I recently read Linda Polman's book The Crisis Caravan, one of a number of books that brings a critical eye to bear on the humanitarian enterprise and argues that under some circumstances humanitarian aid can actually do more harm than good. Dambisa Moyo, a World Bank economist and native of Zambia, also criticizes the effects of foreign aid on Africa. There are a number of other books in the same genre that I look forward to reading. I don't know enough about most humanitarian aid organizations to know what kind of response they have made to these criticisms, if any. But I do know that people feel a certain romance to racing off to help the poor victims, a sense (reinforced by others around them) that they are really good people for coming all this way to help--and that that emotion can be misleading or even dangerous if it remains unexamined.

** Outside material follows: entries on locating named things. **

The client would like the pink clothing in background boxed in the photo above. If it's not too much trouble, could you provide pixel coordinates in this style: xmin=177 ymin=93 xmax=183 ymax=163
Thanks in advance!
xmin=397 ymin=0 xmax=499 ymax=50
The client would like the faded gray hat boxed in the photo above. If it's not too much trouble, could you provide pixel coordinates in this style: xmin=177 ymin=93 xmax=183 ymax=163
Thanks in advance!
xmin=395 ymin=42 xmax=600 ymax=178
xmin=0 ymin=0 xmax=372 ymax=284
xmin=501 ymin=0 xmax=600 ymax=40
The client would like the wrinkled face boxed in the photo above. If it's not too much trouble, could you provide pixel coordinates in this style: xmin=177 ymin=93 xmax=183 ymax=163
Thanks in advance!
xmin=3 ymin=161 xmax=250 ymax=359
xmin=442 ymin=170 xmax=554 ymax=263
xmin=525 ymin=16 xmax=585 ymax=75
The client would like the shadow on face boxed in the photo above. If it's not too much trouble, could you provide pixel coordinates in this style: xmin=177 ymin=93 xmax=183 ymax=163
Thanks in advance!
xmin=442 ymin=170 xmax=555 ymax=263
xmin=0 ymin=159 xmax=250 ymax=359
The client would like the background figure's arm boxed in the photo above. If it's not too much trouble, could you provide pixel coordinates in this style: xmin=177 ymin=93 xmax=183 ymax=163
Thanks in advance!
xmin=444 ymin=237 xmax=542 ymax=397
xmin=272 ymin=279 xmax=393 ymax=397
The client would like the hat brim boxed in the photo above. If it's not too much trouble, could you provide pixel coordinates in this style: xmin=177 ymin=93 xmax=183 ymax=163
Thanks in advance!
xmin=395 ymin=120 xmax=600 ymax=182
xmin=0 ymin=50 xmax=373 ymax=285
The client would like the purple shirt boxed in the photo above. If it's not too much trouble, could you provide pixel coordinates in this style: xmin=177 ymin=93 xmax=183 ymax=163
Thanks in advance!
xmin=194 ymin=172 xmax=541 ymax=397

Anyone who wants an international disaster-aid experience should skeptically evaluate their proposed actions, and refrain from assuming that because they are headed off to help the sick and injured, they are heroes and immune from criticism. Too often, we doctors believe we're unambiguous warriors for good--what parent doesn't approve when their kid wants to go to medical school? who doesn't look with awe upon the intrepid Doctors Without Borders?--but I'm not as sure about that as I once was. For instance, if, as Polman argues, humanitarians are sometimes played off against one another by strongmen, then their presence in a war zone might perpetuate a tyranny rather than ameliorating its effects. Are doctors** thus turned into tools in the hands of leaders who use amputation as a war strategy? Does the organization they propose to work with have thoughtful leaders who are prepared to recognize and react to such a situation? There are other hard questions. Does their organization mishandle funds, elbow out more effective groups, or duplicate the work of other organizations? Does it engage in self-evaluation to see if its work is effective? Does it make mistakes like failing to provide for follow-up care after plastic surgery? Do the doctors help to train locals (capacity-building) so that expertise remains in place once they leave? And how, if at all, will their efforts prevent future disasters?

I would never argue that people with the power to help the dispossessed should refrain from doing so. Indeed, justice for everyone is one of humanity's highest goals, and it gives me hope for our species that we feel good when we pursue justice for others. But we must question our methods. We need to weigh the evidence about whether what we're doing will achieve the goal of well-being for all, and not reflexively accord too much weight to the rush we all get when we help.

* One, I'm happy to report, was adopted by a volunteer, and now lives happily with his new family in Ohio.
** I use the word "doctors" as shorthand for all professionals, including physical therapists, nurses, social workers, logisticians, architects, and anyone else who chooses to work or volunteer on behalf of disaster victims.